23 Aug Working Past 65
I’ll be 65 soon but I’m still working and covered under my employer’s insurance. Do I need Medicare? Will I be penalized if I don’t get it?
Here’s a question I am often asked: I’m about to turn 65 but am still working and covered under my employer’s insurance. Do I have to sign up for Medicare?
For most people the answer is no but here are a few things to consider:
Does your employer require you to sign up for Medicare Part A, Part B or both? How much do you pay for your current employer’s coverage? What’s the deductible and out of pocket maximum? Your human resources department should be able to answer these questions.
Now, it becomes a numbers game. You will want to compare costs. First, how much will Medicare Parts A and B cost? Will you pay the base rate or will you have to pay IRMAA (Income Related Monthly Adjustment Amount) You can learn more about IRMAA here. Once you know that number you need to compare how much would comparable coverage with a Medicare Supplement or Medicare Advantage plan cost? How would prescription drugs be covered under Medicare versus the employer plan you have. Which one will cost less? But make sure you are not only comparing monthly costs, but also in the case of a catastrophic health event like cancer. Then you can see if enrolling in Medicare makes dollars and “sense” for you.

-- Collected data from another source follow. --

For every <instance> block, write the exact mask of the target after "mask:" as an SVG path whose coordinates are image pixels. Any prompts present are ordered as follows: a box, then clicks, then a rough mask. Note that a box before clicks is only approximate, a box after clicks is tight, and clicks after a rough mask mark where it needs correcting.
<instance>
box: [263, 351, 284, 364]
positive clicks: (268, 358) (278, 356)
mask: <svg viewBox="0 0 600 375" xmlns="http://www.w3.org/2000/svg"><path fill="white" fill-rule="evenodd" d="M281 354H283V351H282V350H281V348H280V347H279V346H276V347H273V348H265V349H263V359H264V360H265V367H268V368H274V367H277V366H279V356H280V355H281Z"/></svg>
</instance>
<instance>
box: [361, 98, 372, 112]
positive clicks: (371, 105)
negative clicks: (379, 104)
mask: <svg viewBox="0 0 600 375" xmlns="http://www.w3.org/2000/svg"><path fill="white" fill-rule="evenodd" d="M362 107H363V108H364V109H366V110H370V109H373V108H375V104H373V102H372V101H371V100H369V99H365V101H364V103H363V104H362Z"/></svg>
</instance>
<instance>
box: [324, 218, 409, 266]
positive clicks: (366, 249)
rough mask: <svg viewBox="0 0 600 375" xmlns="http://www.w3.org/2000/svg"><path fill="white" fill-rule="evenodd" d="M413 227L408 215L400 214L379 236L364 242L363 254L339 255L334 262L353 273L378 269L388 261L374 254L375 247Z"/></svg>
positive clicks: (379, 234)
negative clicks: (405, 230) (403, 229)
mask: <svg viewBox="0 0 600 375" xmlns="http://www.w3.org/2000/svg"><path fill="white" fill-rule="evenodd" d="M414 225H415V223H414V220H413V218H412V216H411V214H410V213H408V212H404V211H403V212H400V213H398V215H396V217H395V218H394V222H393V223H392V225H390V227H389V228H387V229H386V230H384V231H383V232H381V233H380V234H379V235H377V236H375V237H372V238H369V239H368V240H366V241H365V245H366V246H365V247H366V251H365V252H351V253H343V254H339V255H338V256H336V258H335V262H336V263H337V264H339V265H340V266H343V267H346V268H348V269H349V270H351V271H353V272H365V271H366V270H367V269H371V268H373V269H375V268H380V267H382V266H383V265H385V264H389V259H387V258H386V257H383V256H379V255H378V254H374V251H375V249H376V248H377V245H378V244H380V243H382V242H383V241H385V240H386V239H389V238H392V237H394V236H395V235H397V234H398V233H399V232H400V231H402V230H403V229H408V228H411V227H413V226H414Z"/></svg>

The great majority of the time, however, I recommend that people delay enrolling into Medicare until they are ready to retire but each case is different. If you do delay Medicare, the good news is you won’t be penalized as long as your coverage is considered ‘creditable coverage’, meaning at least as good as Medicare’s coverage. The great majority of employer coverage is considered creditable.
I also recommend that you should start planning about 6 months from the date you know you’ll retire. This will give you plenty of time to enroll in Medicare Parts A and B and consider all your options.